ALBANY, Calif. - The year 2002 was supposed to be the end of an era. Bay Meadows, the oldest racetrack in northern California, was expected to close its doors with racing either at a new track in Dixon, Calif., or at Golden Gate year-round.

But F. Jack Liebau, the president of Bay Meadows and Golden Gate Fields in northern California and the leader of Magna Entertainment's racing interests in California, believes racing will continue at Bay Meadows, which is located in San Mateo, beyond 2002.

The Bay Meadows property is owned by real estate brokerage USB, and the agreement for Magna to race there runs through Dec. 31, 2002. "I would think that is going to be extended because of the real estate market that exists on the peninsula," Liebau said.

Bay Meadows is located on some of the most valuable property in the San Francisco Bay area. But with the decline of the dot.com industry, office space is no longer at a premium along the peninsula heading to Silicon Valley. So the track land is not as valuable for office space as it was a few years ago.

Magna itself has attempted to buy the land the racetrack is located on, but Liebau said, "Our attempts weren't successful.

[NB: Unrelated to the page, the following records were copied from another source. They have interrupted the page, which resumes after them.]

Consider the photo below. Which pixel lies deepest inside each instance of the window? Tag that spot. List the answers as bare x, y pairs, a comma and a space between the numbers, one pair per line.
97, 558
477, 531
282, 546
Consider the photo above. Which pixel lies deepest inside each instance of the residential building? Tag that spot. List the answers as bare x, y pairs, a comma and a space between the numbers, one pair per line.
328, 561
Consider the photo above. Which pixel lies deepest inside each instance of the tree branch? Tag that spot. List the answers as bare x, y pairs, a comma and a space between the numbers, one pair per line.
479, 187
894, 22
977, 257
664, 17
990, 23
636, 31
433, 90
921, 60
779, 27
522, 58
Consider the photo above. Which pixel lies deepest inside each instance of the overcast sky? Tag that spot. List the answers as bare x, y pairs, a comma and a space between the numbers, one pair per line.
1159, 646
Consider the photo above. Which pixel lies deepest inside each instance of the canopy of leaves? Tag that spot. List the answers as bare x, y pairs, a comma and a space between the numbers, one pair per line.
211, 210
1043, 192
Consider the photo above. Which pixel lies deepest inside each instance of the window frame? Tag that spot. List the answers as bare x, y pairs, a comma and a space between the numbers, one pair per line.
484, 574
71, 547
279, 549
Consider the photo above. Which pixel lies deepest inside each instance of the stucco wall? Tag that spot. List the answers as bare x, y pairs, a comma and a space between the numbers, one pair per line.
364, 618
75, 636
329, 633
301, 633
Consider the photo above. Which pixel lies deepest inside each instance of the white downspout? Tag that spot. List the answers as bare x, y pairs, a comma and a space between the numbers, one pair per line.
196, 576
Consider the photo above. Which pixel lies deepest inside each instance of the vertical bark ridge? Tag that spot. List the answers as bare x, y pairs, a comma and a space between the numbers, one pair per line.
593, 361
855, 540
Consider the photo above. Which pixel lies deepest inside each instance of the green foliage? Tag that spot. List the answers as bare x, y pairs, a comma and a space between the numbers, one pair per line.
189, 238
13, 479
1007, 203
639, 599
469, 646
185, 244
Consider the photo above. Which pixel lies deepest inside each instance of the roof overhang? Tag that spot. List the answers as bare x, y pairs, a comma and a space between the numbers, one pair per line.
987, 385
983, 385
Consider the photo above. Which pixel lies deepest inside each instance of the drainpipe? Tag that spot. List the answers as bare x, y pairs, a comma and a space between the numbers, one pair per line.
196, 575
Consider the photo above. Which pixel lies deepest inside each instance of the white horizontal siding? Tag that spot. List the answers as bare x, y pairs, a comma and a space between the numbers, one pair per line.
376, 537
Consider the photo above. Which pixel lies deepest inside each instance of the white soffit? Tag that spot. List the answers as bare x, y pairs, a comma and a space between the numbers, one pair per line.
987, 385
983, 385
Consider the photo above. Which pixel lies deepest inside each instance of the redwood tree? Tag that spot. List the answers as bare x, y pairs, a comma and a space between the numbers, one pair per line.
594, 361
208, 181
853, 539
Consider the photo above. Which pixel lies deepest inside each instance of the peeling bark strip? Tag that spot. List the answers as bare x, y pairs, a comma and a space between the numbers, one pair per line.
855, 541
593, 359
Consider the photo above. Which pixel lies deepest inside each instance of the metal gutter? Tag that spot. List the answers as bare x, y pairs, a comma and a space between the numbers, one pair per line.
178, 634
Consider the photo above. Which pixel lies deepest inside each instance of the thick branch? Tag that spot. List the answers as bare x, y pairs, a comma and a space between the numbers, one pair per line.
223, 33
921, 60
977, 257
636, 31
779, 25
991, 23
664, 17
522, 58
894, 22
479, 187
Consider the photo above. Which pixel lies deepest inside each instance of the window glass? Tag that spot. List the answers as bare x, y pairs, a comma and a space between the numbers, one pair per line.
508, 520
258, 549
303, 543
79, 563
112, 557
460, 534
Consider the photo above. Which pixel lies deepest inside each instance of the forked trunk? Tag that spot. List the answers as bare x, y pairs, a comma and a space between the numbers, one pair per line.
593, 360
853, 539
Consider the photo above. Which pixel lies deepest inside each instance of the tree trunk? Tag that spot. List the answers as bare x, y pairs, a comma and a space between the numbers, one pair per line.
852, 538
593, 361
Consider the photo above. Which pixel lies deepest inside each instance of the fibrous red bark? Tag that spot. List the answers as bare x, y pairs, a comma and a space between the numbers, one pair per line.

I don't think price was a factor."

Liebau declined to say if Magna might make another offer.

Meanwhile, although Magna has purchased land in a small town near Sacramento about one hour from Golden Gate Fields, its plans to build a new racetrack there are on hold.

The hottest issue in California racing remains the status of phone betting, which is about to become legal in the state. Magna has filed an application to win approval as a telephone wagering hub for California, and Liebau said Magna hope its service would be "No. 1 in California."

He predicted "some growing pains" in the initial year of phone betting and said that racetracks and horsemen "can't expect instantaneous results."

Magna and Television Games Network, which will compete for telephone customers in California, have been unable to reach an agreement that would allow bettors to wager on all in-state races on a single account.

Liebau said competition in phone betting would help consumers in such matters as lower transaction fees. "Only through competition is that possible," he said.

While phone betting could ultimately prove a boon for racetracks, Liebau's biggest concern in 2002 centers around competition from Indian gaming in California.

"I'm worried by the fact that Native Americans have a lot more slot machines than we were led to believe," he said.

He is also concerned about the possible location of an Indian casino in nearby San Pablo. "There was supposed to be no gaming in urban areas," he said. "It scares the bejeezus out of me that four miles away in the city of San Pablo there may be a casino and that [Oakland mayor] Jerry Brown is talking about a casino in Oakland."

All in all, Liebau is upbeat about the state of racing in northern California. "We're finishing stronger, at least in the north, than ever before," he said, looking at attendance and mutuel figures as well as field size for the current Golden Gate Fields meeting that began on Nov. 7.

"Trainers are entering horses. We have an upswing in field size up here. My sense is the horse population is about the same, although we may have a few more from Canada."

Liebau also believes racing will be good in Southern California throughout Santa Anita's meeting, which opened Dec. 26. "Oak Tree exceeded expectations," he said. "I'm more optimistic about 2002 than ever before."